The Black-and-Red were sending everyone — even goalkeeper David Ousted — into the area for a corner kick deep into stoppage time. The two playmakers knew someone had to vacate as a last line of defense.
“I [said to] Wayne, ‘I’m going to go and you stay here’,” Acosta recounted, through a translator. “And Wayne said, ‘No no, you stay here, I’ll go.’ And I looked at him like, ‘You’re going to run all the way back?’”
That’s exactly what happened. And the end result was Acosta’s third and final goal, an improbable match-winner in D.C.’s 3-2 victory over 10-man Orlando City on Sunday night.
“He obviously envisioned the goal before everybody else,” Acosta said of his teammate.
Off the corner, Orlando cleared Kofi Opare’s header off the line and out to Will Johnson on the left.
Ousted, instructed forward by coach Ben Olsen, retreated desperately to try and defend a wide open net, while Rooney raced to cut Johnson’s angle and prayed he wouldn’t shoot just yet.
“I was hoping he took a touch, and thankfully he did,” Rooney said. “And I managed to get the tackle in.”
Said Orlando coach James O’Connor: “To be fair to Will Johnson, he worked exceptionally hard. … I don’t think he realized where he is. I don’t think he maybe [saw] that there’s the keeper not in goal, and [Stefano] Pinho is out to the opposite side. You have to give Wayne Rooney a lot of credit for the way he sprinted back.”

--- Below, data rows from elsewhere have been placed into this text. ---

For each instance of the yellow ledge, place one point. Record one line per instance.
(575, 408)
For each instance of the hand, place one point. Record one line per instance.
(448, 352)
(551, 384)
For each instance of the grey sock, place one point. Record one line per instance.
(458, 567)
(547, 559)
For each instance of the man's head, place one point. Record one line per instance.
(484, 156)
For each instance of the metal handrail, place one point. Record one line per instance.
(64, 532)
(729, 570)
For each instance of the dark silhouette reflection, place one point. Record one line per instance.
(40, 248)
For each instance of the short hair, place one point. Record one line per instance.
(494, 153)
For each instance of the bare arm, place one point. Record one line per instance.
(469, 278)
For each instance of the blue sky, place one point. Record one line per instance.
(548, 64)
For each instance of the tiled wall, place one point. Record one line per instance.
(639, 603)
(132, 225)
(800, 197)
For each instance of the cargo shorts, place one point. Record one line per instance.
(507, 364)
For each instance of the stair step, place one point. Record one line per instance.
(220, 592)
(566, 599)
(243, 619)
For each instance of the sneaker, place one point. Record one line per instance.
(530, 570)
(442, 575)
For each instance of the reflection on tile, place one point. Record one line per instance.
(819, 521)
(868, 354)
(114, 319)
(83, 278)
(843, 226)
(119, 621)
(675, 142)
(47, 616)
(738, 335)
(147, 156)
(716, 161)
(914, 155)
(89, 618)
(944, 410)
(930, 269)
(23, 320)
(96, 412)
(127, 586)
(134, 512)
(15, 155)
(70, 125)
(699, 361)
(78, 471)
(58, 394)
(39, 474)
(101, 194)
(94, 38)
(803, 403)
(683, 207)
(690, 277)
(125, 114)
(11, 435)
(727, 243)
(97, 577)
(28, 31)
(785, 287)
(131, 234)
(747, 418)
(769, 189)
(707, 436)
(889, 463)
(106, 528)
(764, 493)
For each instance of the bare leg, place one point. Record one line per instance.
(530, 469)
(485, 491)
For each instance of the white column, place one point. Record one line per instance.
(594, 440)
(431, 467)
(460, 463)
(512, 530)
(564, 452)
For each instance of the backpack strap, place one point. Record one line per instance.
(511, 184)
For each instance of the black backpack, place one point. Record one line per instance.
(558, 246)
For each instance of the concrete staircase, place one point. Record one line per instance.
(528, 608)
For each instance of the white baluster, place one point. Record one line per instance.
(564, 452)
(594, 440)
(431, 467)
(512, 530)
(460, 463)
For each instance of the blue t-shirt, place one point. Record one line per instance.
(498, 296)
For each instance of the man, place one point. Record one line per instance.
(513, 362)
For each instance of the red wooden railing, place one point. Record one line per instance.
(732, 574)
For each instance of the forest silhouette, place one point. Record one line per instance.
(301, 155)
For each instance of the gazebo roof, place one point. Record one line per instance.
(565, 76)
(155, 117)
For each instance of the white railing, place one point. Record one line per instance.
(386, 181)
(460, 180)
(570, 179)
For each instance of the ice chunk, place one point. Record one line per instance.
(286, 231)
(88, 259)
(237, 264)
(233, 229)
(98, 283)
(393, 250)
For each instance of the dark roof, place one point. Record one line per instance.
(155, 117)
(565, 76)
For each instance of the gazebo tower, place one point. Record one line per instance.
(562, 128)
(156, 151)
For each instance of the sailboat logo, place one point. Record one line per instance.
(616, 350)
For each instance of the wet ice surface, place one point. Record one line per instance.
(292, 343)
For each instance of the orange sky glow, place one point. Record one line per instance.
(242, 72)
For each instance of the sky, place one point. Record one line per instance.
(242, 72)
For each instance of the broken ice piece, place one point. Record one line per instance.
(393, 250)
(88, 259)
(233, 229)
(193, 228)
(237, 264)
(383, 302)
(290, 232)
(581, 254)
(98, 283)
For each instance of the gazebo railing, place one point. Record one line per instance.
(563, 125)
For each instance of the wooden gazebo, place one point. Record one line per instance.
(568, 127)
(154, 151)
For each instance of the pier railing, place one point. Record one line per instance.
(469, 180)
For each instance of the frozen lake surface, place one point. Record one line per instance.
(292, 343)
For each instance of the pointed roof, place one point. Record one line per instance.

There remained an awful lot to do. Rooney picked up the ball a few yards in front of Olsen’s coach’s box, took three long touches forward into open space, and then launched a long diagonal ball toward the far corner of the 6-yard box.
Waiting was Acosta, the shortest player on the field at 5-foot-3, marked by Orlando’s 5-foot-9 Chris Mueller. Acosta had the forward momentum, though, and beat the retreating Mueller to send a looping header over Lions ‘keeper Joe Bendik.
Acosta leaped into supporters’ end after his first MLS hat trick, mobbed by several of his teammates to celebrate a goal that may well make a difference in D.C.'s bid to make a late-season playoff charge.
“Seeing a player like Wayne make that effort to run all the way back, make that tackle, put in that work, it motivates all of us,” Acosta said afterward. “It gave us that extra push that we needed.”
Maybe 40 yards away, Rooney gave a cool thumbs up, then held his hands on his knees and caught his breath. After a Video Review to check for a potential offsides on Acosta, the goal stood.
“It was strange,” Rooney said afterward. “We went from losing the game, basically, to winning in the space of five seconds. [But] it’s great. They’re the best games of football to win.”